Would it work in my recipe by blending to a juice? Really want something to 
use when mulberries aren't in season. May I ask what you use now that you
don't use doughballs? I saw in one of your posts that you use bird seed. Is that what you use now? Any help would be appreciated.


----------



## TimJC

Fishing with a doughball can be fun, but it requires the angler to pay a lot of attention while watching for line movement.

Instead of molding a doughball around a hook try using molding it around a hair rigged chickpea, or just use the hair rigged chickpea. Fish the hair rig with a semi-fixed or sliding sinker as a bolt rig. For more info on this type of rig check out the 'which is better', 'tips for using hair rigs' and 'How to tie a hair rig and why use it' threads.


The birdseed was in reference to a method mix I use. Method mix, or packbait, is sorta-kinda-but-not-really-similar to a doughball, but it is meant to fall apart after the rig has settled on to the bottom. This creates a sent cloud to attract fish, but leaves nothing except your hookbait for them to pickup. Method mixes are usually packed around a sinker while packbaits are packed around a hookbait (though I always use it packed around a sinker).

A good way to get into method/packbait fishing is to start with a simple oat pack. Check out the 'doughball question' thread for more info.


Also, I updated my previous to reflect that I used canned pineapple juice.


----------



## JSykes3

Thanks. I cant wait to try the hair rig now.


----------



## TimJC

Let us know how you do with it.

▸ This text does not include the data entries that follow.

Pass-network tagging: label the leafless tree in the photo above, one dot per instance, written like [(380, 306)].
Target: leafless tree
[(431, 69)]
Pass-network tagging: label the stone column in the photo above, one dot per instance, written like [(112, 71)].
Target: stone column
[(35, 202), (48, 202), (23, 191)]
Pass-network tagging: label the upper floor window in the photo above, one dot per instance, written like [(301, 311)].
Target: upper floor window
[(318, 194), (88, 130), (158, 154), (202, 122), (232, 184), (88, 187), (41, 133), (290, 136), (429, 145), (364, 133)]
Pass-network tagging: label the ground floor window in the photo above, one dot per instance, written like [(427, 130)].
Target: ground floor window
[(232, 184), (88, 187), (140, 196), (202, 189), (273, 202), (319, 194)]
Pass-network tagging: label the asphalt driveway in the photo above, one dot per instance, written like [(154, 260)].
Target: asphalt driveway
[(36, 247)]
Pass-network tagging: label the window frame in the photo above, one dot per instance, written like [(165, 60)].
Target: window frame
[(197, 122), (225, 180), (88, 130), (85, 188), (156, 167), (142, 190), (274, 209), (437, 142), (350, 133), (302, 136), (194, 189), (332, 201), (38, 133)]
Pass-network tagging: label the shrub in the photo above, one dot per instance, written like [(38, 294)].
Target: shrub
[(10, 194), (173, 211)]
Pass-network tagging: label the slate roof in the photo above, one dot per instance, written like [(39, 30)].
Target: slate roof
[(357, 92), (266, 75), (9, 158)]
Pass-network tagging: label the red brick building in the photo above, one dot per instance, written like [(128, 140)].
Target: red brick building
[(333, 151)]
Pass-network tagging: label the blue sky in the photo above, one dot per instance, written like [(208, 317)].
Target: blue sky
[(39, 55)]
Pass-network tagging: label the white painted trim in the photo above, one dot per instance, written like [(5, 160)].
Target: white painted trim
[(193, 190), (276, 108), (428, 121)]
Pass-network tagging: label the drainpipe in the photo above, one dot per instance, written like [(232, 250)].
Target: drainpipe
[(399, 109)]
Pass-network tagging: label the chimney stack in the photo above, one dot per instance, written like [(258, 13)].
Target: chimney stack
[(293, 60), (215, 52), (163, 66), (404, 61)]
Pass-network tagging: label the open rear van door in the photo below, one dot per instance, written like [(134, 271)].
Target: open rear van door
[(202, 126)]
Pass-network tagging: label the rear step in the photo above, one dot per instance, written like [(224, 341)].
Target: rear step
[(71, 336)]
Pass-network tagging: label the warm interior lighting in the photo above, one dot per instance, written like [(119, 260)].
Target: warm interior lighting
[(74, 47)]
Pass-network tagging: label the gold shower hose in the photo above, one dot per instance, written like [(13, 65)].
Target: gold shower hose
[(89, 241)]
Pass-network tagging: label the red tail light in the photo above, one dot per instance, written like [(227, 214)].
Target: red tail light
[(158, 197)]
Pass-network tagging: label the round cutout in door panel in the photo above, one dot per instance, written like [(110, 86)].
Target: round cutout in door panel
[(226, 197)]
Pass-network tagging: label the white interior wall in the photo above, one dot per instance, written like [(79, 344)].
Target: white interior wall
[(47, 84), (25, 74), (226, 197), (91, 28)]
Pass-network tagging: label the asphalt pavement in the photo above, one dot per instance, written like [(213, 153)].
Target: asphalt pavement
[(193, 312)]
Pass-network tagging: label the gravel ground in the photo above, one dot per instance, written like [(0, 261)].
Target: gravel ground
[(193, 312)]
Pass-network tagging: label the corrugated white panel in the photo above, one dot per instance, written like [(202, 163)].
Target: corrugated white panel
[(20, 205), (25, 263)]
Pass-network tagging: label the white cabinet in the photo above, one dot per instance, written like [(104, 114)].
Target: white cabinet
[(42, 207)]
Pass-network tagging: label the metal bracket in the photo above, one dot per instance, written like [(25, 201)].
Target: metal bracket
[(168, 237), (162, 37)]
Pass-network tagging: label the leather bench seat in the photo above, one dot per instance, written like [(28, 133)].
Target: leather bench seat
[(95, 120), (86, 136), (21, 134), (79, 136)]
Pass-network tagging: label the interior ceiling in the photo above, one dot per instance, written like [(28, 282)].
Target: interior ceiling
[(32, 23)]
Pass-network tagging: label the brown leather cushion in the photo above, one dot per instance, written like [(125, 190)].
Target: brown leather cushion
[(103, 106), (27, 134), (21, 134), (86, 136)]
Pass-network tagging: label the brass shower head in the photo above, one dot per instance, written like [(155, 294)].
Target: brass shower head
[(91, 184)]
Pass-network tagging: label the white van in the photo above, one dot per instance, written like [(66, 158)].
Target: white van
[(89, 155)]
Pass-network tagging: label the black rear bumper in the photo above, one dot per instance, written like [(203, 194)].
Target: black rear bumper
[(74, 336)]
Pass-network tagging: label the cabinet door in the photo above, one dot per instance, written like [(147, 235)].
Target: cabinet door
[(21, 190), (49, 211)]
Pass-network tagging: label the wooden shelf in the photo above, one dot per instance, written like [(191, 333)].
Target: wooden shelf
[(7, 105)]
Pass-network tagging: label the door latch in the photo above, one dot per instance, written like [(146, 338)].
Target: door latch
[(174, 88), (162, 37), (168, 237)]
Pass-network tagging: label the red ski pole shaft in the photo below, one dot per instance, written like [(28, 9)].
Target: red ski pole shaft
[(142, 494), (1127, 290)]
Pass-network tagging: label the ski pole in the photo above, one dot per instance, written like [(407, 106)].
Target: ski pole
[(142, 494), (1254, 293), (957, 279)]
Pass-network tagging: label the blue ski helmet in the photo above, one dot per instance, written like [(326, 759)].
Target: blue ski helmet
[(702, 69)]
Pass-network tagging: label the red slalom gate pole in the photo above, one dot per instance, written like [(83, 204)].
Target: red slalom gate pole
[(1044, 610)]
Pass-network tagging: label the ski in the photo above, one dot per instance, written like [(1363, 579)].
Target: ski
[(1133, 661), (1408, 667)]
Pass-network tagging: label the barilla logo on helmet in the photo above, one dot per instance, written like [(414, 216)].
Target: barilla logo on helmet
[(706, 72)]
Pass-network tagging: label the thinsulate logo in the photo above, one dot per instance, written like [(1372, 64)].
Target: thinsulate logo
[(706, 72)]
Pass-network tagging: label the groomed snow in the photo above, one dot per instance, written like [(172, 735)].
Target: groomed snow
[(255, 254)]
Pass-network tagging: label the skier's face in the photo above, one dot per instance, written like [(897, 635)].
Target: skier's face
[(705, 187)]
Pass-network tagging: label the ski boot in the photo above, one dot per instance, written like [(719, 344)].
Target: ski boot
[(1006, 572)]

After years of being told that you have to use little to no weight and watch for line twitches to catch carp, the hair/bolt rig is a hard idea to grasp. It's a mind blowing change the first time you get a run and hear line start hearing line peel off the reel.

Be sure to loosen the drag so you don't lose your rod.


----------



## JSykes3

Ok I will might try when this hot weather lets up. Is it just me or is carp fishing better on overcast days?


----------



## TimJC

I hear you on the heat. I always thought that overcast days were the best for fishing in general, not just carp. But any day I get do fish is fine with me.


----------